The eagerly-awaited paperback of an incredible work of history, social injustice and survival.
'...a grandly conceived and prodigiously researched homage to his Irish forebears' The Age
'... the range and coverage of this material is impressive ... his zest is infectious' Sydney Morning Herald
'... engaging and meticulously compiled' Australian Financial Review
In the nineteenth century, the Irish population was halved. The Great Shame is Thomas Keneally's astonishing work of non-fiction which traces the three causes of this depletion- the famine, the emigrations, and the transportations to Australia.
Based on unique research among little-used sources, this masterly book traces eighty years of Irish history, told through the intimate lens of political prisoners - some of them Keneally's ancestors who served time as convicts in Australia.
Beginning with Hugh Larkin, a twenty-four-year-old 'Ribbonman' transported for life in 1834, The Great Shame tells of the Ireland these prisoners came from and the Australia they encountered. It brings us close to Irish women such as Esther, wife of Larkin, and the future Lady Wilde, mother of Oscar, friend and collaborator of notable Irish prisoners. But we also encounter the 'Female Factory' and the Irish convict women who married humble Protestant criminals, and we learn of the often desperate survival methods of 'transportation-widowed' women left in Ireland.

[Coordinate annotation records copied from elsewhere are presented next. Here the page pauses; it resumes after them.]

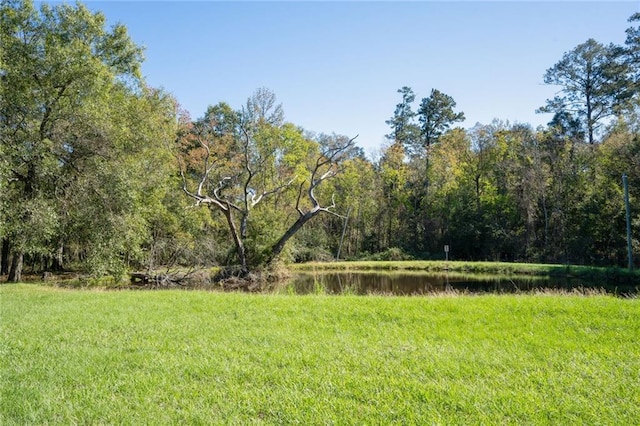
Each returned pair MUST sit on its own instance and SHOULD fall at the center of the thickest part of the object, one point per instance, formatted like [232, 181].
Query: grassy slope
[194, 357]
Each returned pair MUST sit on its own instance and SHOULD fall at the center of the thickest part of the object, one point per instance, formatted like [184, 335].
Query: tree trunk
[4, 263]
[15, 272]
[297, 225]
[58, 260]
[237, 240]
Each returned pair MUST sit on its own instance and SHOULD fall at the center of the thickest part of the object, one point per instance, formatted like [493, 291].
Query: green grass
[178, 357]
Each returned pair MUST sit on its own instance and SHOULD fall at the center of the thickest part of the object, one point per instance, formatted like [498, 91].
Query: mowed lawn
[191, 357]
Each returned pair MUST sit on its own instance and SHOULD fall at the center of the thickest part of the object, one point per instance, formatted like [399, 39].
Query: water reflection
[417, 283]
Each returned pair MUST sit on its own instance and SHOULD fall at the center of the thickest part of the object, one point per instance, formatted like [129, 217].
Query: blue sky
[336, 66]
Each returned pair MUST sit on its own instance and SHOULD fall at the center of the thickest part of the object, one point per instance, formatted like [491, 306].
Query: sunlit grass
[177, 357]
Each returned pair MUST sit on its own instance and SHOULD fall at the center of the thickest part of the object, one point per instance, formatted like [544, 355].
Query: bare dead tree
[327, 166]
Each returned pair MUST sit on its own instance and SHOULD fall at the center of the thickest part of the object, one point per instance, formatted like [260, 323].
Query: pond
[420, 283]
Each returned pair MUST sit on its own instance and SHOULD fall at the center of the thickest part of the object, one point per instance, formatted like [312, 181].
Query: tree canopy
[102, 174]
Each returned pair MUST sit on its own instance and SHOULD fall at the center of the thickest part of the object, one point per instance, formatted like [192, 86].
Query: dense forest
[101, 173]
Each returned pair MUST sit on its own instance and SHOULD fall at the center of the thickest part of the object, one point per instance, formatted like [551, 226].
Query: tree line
[103, 174]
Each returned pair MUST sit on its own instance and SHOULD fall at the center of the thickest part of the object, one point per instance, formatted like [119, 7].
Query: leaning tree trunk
[15, 272]
[297, 225]
[237, 240]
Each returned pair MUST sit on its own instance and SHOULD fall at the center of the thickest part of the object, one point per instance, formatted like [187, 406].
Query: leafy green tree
[403, 127]
[594, 85]
[234, 162]
[436, 114]
[57, 64]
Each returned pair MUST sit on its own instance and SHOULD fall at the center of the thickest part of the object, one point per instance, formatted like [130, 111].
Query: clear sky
[336, 66]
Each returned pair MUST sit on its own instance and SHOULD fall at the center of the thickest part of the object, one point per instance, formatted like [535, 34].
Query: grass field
[191, 357]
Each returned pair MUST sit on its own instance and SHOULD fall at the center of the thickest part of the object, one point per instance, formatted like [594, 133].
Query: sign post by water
[628, 209]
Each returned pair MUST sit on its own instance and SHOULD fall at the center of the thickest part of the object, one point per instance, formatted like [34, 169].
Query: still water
[412, 283]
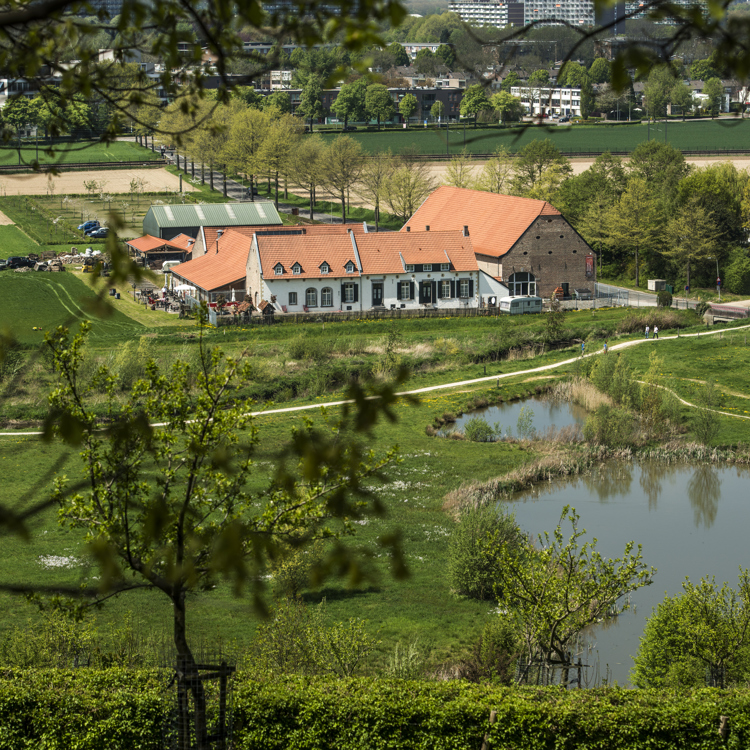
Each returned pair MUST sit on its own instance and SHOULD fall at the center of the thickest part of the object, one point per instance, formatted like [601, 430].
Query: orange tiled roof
[149, 243]
[382, 252]
[310, 250]
[496, 222]
[215, 270]
[310, 229]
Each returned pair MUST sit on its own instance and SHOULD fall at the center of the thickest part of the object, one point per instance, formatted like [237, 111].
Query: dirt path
[485, 379]
[115, 181]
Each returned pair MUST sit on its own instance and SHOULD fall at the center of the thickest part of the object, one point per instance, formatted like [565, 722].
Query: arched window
[522, 283]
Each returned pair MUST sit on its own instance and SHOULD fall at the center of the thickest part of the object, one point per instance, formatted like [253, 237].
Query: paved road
[622, 296]
[474, 381]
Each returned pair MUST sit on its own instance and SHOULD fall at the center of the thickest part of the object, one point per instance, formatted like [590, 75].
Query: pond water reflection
[548, 413]
[690, 520]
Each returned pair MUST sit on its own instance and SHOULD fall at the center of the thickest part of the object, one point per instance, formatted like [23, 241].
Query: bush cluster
[121, 710]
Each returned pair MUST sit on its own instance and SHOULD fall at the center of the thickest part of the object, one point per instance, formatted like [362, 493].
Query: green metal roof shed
[170, 220]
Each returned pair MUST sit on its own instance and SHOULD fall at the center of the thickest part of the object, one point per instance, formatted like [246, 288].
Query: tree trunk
[188, 682]
[637, 274]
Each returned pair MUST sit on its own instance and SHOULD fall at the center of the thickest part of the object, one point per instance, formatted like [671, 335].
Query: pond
[690, 520]
[547, 414]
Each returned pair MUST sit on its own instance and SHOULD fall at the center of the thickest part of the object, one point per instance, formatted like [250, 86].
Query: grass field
[15, 242]
[46, 300]
[421, 607]
[77, 153]
[702, 135]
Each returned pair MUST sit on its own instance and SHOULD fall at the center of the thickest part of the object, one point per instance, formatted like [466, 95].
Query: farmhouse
[526, 244]
[340, 268]
[167, 222]
[154, 251]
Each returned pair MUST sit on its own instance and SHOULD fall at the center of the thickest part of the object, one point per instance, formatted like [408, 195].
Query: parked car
[18, 261]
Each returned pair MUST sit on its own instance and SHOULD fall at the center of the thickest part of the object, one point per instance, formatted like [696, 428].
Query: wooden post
[723, 727]
[486, 742]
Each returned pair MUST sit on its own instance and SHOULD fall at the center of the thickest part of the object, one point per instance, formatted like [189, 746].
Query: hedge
[117, 709]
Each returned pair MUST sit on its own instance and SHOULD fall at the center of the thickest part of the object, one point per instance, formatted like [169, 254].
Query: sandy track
[116, 181]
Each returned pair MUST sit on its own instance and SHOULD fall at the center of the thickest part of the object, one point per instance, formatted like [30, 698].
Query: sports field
[76, 153]
[704, 135]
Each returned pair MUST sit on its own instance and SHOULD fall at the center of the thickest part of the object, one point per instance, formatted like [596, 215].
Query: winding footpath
[484, 379]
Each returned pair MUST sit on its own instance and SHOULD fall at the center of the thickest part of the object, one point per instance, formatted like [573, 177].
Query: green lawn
[421, 607]
[15, 242]
[80, 151]
[47, 300]
[701, 135]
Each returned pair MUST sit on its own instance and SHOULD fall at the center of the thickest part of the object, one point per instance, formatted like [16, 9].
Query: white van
[520, 305]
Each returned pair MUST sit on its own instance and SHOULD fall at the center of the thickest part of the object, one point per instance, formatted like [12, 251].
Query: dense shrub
[472, 562]
[478, 430]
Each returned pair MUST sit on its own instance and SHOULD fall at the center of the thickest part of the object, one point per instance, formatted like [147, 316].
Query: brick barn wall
[554, 253]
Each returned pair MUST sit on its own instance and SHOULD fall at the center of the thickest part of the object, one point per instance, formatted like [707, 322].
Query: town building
[538, 100]
[154, 250]
[342, 268]
[167, 221]
[489, 12]
[526, 244]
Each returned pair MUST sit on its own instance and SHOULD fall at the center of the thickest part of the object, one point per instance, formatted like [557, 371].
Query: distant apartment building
[549, 101]
[489, 12]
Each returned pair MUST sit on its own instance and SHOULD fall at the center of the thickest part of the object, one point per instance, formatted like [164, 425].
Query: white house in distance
[342, 268]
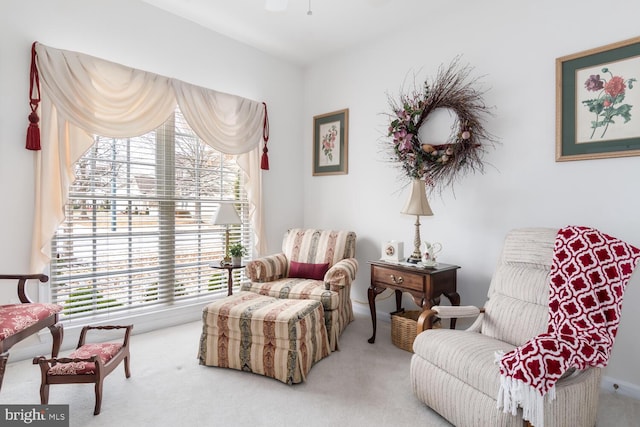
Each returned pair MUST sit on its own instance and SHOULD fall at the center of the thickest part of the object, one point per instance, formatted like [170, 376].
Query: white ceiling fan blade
[275, 5]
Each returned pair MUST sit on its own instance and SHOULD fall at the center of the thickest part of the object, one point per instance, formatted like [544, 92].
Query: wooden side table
[229, 268]
[425, 285]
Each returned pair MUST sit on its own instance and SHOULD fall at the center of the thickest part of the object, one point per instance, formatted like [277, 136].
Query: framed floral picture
[598, 102]
[331, 143]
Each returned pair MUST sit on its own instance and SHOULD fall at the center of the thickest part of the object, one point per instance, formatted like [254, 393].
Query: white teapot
[429, 252]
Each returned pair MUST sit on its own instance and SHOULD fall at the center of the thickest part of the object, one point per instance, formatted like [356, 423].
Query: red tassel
[33, 131]
[264, 161]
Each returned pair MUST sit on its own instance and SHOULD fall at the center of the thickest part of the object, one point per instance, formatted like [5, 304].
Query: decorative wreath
[440, 165]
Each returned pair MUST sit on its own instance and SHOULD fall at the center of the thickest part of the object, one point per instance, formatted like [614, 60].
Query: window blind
[138, 233]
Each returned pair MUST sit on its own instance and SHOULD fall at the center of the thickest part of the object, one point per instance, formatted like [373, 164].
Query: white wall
[137, 35]
[514, 46]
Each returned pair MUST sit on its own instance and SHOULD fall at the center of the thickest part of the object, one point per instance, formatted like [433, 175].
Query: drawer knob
[397, 280]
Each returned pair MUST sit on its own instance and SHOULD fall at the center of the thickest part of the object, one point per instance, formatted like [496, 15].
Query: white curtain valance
[82, 96]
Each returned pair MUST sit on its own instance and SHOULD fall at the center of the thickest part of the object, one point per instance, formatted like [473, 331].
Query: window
[138, 232]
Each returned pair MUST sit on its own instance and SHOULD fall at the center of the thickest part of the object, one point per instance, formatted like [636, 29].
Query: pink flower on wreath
[615, 86]
[403, 139]
[403, 115]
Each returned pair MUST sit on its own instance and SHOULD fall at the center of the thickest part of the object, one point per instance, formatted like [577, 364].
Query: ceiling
[295, 36]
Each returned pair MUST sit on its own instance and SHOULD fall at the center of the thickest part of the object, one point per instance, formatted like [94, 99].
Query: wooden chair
[89, 363]
[19, 321]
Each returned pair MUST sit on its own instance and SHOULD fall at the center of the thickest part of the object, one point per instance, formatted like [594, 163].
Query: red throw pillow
[308, 271]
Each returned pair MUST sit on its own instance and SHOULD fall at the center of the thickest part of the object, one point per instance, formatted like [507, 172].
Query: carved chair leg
[98, 397]
[127, 371]
[3, 365]
[44, 393]
[57, 332]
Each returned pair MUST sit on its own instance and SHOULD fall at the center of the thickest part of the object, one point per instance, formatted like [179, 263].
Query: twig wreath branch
[441, 165]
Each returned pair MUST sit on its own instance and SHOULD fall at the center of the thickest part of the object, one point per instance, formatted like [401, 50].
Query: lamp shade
[417, 203]
[227, 215]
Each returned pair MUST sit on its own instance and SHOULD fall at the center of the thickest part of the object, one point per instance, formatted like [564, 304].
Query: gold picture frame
[598, 102]
[331, 143]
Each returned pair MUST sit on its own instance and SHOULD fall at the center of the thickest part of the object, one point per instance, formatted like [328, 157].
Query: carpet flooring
[361, 385]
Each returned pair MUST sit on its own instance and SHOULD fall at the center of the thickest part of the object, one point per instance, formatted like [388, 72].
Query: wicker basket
[403, 328]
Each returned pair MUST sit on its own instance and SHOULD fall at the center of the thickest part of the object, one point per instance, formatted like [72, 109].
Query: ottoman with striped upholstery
[278, 338]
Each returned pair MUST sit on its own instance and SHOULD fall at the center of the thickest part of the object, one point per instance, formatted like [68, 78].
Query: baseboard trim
[614, 385]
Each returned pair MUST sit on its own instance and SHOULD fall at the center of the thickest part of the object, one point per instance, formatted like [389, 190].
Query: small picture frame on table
[331, 143]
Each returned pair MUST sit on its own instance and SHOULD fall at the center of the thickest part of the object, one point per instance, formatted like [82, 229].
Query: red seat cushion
[105, 351]
[308, 271]
[17, 317]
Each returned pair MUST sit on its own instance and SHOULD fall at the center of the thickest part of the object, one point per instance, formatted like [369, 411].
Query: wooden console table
[425, 285]
[229, 268]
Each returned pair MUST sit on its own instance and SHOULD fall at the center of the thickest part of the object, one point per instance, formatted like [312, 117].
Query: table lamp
[417, 205]
[227, 215]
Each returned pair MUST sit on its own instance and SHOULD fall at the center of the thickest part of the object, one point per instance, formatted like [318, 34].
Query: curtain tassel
[33, 131]
[264, 162]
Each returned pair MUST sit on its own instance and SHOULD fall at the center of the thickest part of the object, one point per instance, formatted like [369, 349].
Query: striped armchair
[314, 264]
[455, 371]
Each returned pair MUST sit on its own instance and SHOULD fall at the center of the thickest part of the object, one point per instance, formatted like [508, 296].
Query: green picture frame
[598, 102]
[331, 143]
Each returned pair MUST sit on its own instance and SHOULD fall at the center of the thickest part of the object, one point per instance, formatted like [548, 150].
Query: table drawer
[391, 277]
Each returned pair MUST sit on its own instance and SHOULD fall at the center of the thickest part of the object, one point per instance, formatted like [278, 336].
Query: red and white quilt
[588, 277]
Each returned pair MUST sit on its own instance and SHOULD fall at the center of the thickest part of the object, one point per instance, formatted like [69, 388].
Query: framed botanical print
[331, 143]
[598, 102]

Throughout the nineteenth century, Australian and American organisations participated in the extraordinary escapes or attempted escapes from Australia of some of the world-famous Irish politicals. Among these was William Smith O'Brien, nobleman, leader of an uprising at the height of the Irish Famine, who became, from solitary confinement in Van Dieman's Land, the Mandela of his age. Thomas Francis Meagher's spectacular escape led to a glittering American career as orator, Union general, and tragic Governor of Montana. John Mitchel, Meagher's friend in Van Dieman exile, became a Confederate newspaper man, gave two of his sons to the Confederate cause, was imprisoned with Jefferson Davis, but emerged to reinfiltrate Ireland and become member for Tipperary.
Through many such lives, famous and obscure, we see not only the daily experience of famine sufferers and Irish activists, but also the astonishing history of the Irish diaspora- to Saint Lawrence, to New York, to the high plains of Montana and the bush towns of New South Wales. All of them are vividly present in this extraordinary tale of Australian imprisonment, Irish disaster and New World redemption.